そのような声程度で、俺の心を動かすことなどできはしないのだよ。
「薬を過剰摂取してはいけないぞ?」
「使わなきゃ死ぬ!!!」
「大袈裟……でもないのかな?」
無の境地とはいったが、ただ俺は薬を過剰摂取しただけだ。
また心配されてしまったが、そうでもしないと俺は出血多量で死んでしまう。
見逃してくれ。
そんな学生たちの団欒の中、闖入者が現れた。
『なんか楽しそうだな!』
「なっ、ク……雪先生!」
『今クソババアっていいかけたな?』
「いいえそんなことあるはずないじゃないですかやだー」
なんと、現れたのは俺の学校の校長である雪先生だった。
「でもどうして先生がここに?」
『お前たちだけ遊んでいてずるいぞ! 私も混ぜろ!』
『ということで、無理やり連れてこられました……』
「観月先生もいるんですか。

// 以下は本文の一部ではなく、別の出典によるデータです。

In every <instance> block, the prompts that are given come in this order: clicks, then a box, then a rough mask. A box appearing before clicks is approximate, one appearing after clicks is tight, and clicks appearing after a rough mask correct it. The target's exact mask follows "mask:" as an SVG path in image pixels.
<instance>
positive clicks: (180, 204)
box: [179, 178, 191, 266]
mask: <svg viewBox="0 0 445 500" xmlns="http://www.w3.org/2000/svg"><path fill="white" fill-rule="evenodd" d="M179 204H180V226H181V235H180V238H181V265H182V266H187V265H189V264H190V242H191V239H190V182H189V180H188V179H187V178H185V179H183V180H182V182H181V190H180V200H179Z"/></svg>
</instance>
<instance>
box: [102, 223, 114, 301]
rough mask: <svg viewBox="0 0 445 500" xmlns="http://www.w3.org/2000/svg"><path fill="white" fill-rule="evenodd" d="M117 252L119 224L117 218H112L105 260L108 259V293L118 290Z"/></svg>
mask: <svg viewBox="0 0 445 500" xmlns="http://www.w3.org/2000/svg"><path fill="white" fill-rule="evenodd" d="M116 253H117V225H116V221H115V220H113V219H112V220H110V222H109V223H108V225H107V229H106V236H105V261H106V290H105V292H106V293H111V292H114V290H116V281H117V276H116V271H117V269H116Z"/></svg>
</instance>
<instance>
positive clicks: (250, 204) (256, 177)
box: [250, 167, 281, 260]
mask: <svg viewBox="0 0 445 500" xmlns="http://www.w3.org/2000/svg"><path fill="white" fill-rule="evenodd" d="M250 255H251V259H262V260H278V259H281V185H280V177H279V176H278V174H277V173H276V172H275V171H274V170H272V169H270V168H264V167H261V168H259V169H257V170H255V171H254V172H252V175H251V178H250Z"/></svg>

えっと、ご愁傷様です?」
なんと俺たちが楽しんでることを妬んでやってきたそうだ。
行動力だけはある人だな。
『仕事が残っているのに連れてこられたんですよ!?』
『あの、落ち着いてください先生……』
『温泉ですし、ゆっくり浸りましょう?』
女子たちが観月先生を宥めつつ、温泉へ浸かるよう促している。
『しけた顔してんじゃねぇぞ? 遊ぶんだから思い切り羽を伸ばさないとな!』
『学生の模範とならないといけない教師が、その学生の前で思い切り羽を伸ばすことなんてできますか!』
『別にいいじゃねぇかよ~』
見えていないため声で判断するしかないが、確実に観月先生は怒っていらっしゃる。
対し雪先生はすでに温泉に浸かってくつろいでいる様子が目に浮かぶ。
『メロン……死ね』
俺たち三人は呪詛が聞こえた気がするが、三人とも聞かなかったことにした。
誰とは言わないが、大きい人に恨みを持っているような声だった。
「なんか、興奮が収まったわ」
「すんごく失礼だね。それ本人には黙っててね、面倒だから」
そう言っている怜も失礼なことを言っているのではないだろうか。
まぁ俺が一番失礼なんだけどな。